Para o presidente da Federação das Indústrias do Rio Grande do Sul (Fiergs), Heitor José Müller, o Rio Grande do Sul não consegue superar a marca de 3,5% do orçamento em infraestrutura e outros estados chegam a destinar até 30% para a área. Por isso, ele identifica um atraso histórico e aponta gargalos como somente 12 mil quilômetros de vias pavimentadas, apenas 400 quilômetros de rodovias duplicadas e o abandono de mil quilômetros de malha ferroviária. “É incompreensível que não tenhamos uma estrada duplicada, por exemplo, entre Porto Alegre e Caxias do Sul, que é o maior polo industrial do Interior. Por outro lado, este recurso pode ser insuficiente para uma duplicação até Caxias, pois envolve um trecho bastante complicado, entre São Vendelino e Farroupilha, na subida da Serra. Além disso, a ausência de transporte lacustre, a inexistência de transporte ferroviário e a necessidade de abertura de novas rodovias são alguns aspectos que comprovam a deficiência”, avalia.
 
Na opinião do industrial, o sucateamento estrutural é um dos fatores que contribui para que a indústria gaúcha “sofra” com os custos logísticos e seja “penalizada” com a falta de competitividade de seus produtos. De modo geral, Müller diz que o recurso é bem-vindo, justamente, para recuperar o tempo perdido e a escassez de investimentos públicos na área.
 
Principais propostas
 
•Investimentos em modais alternativos, como hidrovias e ferrovias
 
•Ampliação da extensão de apenas 12 mil km de rodovias pavimentadas
 
•Aumento dos 400 km de estradas estaduais duplicadas •Duplicação da ligação entre Porto Alegre e Caxias do Sul, o principal polo industrial do Interior
 
•Duplicação da RS-324 (entre Passo Fundo e Marau), RS-509 (Acesso a Camobi) e RS-470 (entre Farroupilha e Garibaldi)
 
•Elevação do número de pistas da BR-116 entre Porto Alegre e Novo Hamburgo
 
•Conclusão da RS-010, entre a BR-290 e a RS-118
 
Conjunto de 39 melhorias amenizaria gargalos
 
Um levantamento apresentado pelo movimento Agenda 2020, com a participação de diversas entidades, incluindo a Comissão de Infraestrutura e Logística da Federasul, destaca 39 melhorias responsáveis pela solução de alguns gargalos estruturais do Rio Grande do Sul.
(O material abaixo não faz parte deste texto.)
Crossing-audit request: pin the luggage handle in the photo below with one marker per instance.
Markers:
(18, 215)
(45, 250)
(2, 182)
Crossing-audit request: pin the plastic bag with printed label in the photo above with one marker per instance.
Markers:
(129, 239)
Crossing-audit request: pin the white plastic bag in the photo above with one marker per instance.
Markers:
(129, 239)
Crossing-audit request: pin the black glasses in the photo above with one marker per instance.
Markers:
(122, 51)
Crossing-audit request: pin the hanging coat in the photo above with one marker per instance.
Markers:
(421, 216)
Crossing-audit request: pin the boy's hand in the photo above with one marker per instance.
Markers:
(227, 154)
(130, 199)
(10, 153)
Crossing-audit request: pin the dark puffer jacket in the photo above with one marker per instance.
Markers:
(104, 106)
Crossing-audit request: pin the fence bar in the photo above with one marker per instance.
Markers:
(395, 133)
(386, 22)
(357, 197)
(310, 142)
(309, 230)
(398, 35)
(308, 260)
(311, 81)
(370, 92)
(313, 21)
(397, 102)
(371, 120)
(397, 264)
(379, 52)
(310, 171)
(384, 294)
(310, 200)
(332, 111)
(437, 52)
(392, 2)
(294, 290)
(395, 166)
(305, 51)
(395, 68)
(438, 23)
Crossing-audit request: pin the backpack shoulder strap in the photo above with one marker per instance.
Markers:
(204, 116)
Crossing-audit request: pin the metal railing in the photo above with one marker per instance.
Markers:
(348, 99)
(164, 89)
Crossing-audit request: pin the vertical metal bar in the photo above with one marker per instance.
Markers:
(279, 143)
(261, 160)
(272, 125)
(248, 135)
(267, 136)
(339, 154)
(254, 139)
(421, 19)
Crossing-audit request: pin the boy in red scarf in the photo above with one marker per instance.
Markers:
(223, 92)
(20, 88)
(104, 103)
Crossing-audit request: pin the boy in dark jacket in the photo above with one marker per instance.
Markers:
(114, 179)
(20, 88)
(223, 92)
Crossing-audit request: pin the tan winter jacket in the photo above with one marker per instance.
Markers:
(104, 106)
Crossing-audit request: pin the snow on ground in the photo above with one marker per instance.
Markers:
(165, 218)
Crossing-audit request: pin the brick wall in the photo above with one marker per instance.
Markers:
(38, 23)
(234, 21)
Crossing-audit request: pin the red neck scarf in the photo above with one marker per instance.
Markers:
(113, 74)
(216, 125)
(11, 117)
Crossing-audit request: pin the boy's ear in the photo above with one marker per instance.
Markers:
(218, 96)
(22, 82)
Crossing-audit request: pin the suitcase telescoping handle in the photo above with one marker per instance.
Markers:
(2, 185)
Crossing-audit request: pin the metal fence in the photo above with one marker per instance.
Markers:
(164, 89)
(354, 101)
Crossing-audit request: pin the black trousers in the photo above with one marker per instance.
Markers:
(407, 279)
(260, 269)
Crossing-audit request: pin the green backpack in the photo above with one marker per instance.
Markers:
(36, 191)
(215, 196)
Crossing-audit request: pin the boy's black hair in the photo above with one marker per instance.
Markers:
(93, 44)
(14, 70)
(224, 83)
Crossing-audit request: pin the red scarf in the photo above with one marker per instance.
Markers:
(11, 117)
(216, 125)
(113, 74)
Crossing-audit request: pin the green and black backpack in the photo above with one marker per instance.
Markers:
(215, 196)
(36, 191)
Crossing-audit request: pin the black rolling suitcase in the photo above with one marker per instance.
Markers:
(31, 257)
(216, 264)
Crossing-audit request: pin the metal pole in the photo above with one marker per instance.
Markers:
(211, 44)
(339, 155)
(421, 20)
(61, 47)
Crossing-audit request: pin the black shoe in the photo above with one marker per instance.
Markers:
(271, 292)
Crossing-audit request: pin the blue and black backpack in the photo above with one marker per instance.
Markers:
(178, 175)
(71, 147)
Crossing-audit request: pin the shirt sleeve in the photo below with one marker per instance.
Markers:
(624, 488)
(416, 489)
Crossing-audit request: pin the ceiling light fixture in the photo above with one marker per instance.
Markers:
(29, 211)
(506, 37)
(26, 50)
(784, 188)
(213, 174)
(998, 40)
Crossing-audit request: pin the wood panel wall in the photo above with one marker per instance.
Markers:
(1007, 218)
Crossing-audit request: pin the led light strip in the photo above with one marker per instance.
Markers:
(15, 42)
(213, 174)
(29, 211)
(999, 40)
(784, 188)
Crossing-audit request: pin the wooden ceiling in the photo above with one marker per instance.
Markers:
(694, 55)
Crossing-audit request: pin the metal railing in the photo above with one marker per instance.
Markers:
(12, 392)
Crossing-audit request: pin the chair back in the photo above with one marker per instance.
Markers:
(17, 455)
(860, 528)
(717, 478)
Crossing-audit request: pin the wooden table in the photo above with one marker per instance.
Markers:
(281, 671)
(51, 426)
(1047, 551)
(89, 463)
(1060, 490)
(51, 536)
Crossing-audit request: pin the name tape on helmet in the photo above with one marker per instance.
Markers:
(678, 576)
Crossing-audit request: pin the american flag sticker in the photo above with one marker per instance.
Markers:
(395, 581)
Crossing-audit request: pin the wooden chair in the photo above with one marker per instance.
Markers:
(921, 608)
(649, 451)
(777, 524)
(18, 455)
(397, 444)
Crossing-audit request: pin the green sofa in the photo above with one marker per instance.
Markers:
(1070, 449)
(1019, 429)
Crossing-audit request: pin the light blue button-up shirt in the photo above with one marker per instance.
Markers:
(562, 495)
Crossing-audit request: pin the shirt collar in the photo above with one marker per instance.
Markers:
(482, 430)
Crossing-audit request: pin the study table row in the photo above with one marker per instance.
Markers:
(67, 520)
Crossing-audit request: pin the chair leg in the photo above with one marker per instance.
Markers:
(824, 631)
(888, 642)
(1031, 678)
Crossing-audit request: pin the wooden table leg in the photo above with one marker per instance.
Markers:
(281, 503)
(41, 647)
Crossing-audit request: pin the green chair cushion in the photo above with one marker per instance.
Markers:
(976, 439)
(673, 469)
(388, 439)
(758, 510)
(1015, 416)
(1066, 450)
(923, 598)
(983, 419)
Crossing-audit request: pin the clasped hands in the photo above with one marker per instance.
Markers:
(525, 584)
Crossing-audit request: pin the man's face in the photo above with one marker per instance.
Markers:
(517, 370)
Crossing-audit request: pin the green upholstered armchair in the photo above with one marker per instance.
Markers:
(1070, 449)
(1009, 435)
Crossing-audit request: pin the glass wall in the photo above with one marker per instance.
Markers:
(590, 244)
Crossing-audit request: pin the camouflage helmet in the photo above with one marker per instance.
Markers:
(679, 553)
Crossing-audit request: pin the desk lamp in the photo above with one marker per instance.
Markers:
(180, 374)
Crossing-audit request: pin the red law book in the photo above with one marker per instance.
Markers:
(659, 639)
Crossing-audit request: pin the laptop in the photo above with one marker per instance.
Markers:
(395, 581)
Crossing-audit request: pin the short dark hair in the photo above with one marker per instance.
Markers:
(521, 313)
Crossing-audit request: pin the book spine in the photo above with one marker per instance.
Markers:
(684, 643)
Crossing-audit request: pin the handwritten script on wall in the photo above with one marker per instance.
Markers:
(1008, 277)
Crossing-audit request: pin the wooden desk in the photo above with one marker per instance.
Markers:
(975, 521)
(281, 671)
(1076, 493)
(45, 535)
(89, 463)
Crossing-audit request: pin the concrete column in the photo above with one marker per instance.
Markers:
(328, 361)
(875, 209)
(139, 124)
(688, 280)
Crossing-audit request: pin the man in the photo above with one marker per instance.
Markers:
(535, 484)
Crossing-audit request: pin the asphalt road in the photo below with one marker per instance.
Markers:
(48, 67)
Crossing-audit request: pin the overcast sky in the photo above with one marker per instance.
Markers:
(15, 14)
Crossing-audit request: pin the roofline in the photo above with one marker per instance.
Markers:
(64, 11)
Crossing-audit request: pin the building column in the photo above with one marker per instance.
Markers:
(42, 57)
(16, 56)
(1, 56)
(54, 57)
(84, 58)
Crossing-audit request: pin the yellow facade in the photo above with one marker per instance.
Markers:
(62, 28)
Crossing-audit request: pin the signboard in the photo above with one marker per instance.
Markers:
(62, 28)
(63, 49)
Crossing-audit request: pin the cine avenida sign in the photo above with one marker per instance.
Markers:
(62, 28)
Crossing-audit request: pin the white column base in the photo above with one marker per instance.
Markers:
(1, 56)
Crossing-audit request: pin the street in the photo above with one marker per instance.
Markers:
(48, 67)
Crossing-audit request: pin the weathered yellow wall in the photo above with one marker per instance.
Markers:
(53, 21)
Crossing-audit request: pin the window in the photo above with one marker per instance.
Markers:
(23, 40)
Na opinião do vice-presidente da entidade, Paulo Renato Menzel, o acesso asfáltico dos municípios e a ampliação da malha rodoviária merecem atenção.
 
Outro ponto destacado se refere à BR-116, no sentido Norte. Por ali circulam 130 mil veículos por dia entre Porto Alegre e Novo Hamburgo e cerca de 70% do PIB gaúcho passa pelo trecho. Apesar da construção da BR-448, a chamada Rodovia do Parque, que servirá com alternativa ao trajeto, o documento prevê a necessidade de ampliação do número de pistas para comportar o fluxo que atinge a 4,9 milhões de habitantes.
 
Para Menzel, ampliação de modais alternativos também é fundamental. “É claro que os R$ 470 milhões anunciados não são suficientes para solucionar todos os problemas”, afirma.